Среди чекистов, встретивших на российской территории японских «гостей», был бывший штабс-капитан царской армии Алексей Николаевич Луцкий. Через надежную агентуру в японской разведывательной группе в Харбине он знал о планах проникновения японских шпионов на территорию Забайкалья. Более того, Луцкий был лично знаком с некоторыми сотрудниками японских спецслужб, в том числе и харбинским консулом Сато.
Тридцатисемилетний уроженец Козельска после окончания духовной семинарии попал сначала на службу в армию, а потом стал профессиональным разведчиком. Пожалуй, никто, кроме самого Алексея Николаевича, не мог бы столь образно объяснить стремительные перемены в его судьбе.
— У каждого человека, — шутил Алексей Николаевич, — есть свой жизненный барометр. У некоторых он чаще показывает «ясно», у некоторых — «пасмурно», а у меня — по большей части «бурю».
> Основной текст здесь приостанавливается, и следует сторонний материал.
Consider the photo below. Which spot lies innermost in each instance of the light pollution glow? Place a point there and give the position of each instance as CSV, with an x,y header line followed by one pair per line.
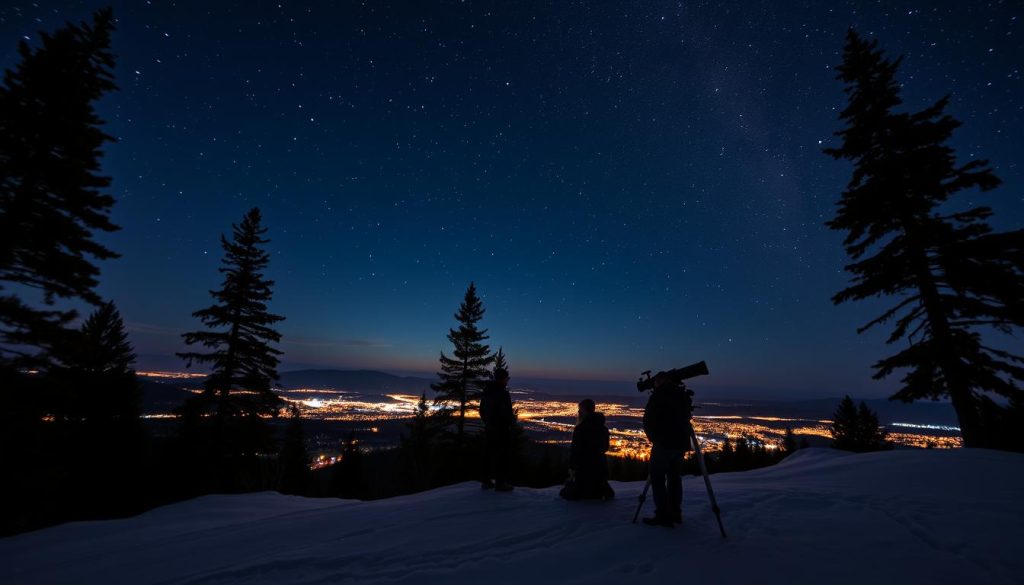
x,y
628,440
И действительно, жизнь Алексея Николаевича полна превратностей и глубоких душевных переживаний. Русско-японская война: в сражении под Мукденом он едва остался в живых, спасаясь от японского плена, бежал с остатками (буквально несколько человек) разгромленного Восточно-Сибирского полка, присоединился к штабу отступавшей русской армии.